AI can beat human brain in chess, but not in memory: Study
New Delhi : A group of scientists have found that the human brain’s efficiency in keeping up memories is more efficient than the Artificial Intelligence (AI).
The new study, carried out by SISSA scientists in collaboration with Kavli Institute for Systems Neuroscience & Centre for Neural Computation, Trondheim, Norway, has been published in Physical Review Letters.
In the last decade, AI has proved to be efficient in several fields, including Chess. In 1996, for the first time, the computer Deep Blue beat a human player, chess champion Garry Kasparov.
A memory is a tweak in connections between the neurons. Making them stronger or weaker, some neurons become more active, some less, until a pattern of activity emerges; AI uses complex algorithms to understand them and chose action while human brain does it in a way simpler form.

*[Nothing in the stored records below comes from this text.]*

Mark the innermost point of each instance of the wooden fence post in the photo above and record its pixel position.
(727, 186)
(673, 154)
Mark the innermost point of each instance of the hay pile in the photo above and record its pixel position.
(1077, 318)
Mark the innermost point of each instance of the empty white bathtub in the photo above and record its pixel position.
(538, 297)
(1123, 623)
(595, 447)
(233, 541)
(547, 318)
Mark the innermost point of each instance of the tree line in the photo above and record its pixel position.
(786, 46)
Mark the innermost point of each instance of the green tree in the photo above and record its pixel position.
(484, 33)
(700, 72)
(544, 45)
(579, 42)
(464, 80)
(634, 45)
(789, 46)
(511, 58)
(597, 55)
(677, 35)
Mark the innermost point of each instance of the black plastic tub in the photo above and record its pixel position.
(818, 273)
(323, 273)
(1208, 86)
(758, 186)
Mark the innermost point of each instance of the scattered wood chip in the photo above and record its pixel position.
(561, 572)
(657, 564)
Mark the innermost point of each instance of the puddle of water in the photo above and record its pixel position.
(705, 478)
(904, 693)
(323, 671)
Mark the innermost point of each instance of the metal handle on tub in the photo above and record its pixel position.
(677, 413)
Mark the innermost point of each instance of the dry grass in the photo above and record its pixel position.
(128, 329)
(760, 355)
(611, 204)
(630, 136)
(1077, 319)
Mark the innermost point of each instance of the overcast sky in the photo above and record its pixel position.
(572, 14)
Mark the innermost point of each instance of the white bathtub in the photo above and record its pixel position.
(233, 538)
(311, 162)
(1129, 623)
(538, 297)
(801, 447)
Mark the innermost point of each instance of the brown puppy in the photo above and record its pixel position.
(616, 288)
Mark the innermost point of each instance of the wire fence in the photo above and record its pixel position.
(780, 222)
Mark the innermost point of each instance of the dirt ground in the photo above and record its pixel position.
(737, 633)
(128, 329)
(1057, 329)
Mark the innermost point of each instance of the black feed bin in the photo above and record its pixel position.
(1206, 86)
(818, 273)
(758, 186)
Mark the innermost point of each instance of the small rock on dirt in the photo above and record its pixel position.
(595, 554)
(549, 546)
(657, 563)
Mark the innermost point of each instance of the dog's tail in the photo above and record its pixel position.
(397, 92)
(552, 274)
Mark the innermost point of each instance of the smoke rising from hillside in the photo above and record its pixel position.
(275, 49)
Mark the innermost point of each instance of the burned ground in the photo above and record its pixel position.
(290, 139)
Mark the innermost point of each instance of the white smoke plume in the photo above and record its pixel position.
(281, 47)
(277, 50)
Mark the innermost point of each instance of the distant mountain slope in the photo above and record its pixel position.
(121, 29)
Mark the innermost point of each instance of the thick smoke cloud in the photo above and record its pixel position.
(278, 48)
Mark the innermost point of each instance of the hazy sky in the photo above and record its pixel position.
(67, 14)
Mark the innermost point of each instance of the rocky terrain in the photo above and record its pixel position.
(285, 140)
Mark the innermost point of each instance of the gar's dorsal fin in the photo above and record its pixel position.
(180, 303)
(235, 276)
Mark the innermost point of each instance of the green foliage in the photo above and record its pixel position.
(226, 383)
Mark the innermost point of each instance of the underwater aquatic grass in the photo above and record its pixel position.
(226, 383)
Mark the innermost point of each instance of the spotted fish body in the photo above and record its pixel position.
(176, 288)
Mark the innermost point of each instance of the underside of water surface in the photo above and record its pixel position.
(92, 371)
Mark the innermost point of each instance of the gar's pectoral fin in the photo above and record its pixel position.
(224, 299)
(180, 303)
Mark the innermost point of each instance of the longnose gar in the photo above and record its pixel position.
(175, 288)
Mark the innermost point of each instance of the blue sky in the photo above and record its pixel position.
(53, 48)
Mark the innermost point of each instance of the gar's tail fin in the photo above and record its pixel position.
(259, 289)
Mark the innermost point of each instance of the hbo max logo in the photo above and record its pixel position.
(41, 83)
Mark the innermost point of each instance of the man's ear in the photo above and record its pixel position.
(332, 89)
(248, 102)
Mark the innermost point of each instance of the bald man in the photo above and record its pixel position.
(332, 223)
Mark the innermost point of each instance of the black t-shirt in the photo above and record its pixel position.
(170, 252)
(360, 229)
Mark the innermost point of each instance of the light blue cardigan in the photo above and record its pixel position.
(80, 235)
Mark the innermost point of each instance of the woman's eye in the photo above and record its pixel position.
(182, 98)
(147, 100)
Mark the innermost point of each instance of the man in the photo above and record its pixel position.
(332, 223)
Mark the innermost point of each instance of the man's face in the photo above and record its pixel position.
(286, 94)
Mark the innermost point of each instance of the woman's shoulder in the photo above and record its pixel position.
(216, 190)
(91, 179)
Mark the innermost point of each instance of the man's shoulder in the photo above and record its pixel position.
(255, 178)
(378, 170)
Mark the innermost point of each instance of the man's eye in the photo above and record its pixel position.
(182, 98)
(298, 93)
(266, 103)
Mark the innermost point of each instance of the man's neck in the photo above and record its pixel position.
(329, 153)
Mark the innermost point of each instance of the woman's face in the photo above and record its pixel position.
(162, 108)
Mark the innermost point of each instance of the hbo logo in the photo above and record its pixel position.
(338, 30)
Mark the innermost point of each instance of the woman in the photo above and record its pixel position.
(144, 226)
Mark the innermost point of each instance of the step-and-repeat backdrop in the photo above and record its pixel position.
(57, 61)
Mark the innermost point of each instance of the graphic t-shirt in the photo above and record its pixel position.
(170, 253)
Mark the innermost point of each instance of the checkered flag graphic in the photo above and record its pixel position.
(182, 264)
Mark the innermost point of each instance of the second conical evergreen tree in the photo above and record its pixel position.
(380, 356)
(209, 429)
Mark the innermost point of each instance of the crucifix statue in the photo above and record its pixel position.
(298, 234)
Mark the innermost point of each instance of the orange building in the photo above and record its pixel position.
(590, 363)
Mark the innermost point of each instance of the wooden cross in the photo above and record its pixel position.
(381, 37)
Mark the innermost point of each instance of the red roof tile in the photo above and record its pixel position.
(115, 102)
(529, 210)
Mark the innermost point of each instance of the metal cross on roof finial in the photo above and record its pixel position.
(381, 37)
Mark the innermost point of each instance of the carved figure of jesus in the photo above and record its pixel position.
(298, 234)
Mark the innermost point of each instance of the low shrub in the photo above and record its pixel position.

In the brain, each connection between neurons changes just based on how active the two neurons are at the same time.
The new research shows: the fewer number of memories stored using the brain strategy depends on such an unrealistic assumption. When the simple strategy used by the brain to change the connections is combined with biologically plausible models for single neurons response, that strategy performs as well as, or even better, than AI algorithms.
Overall, this research highlights how biologically plausible self-organized learning procedures can be just as efficient as slow and neurally implausible training algorithms.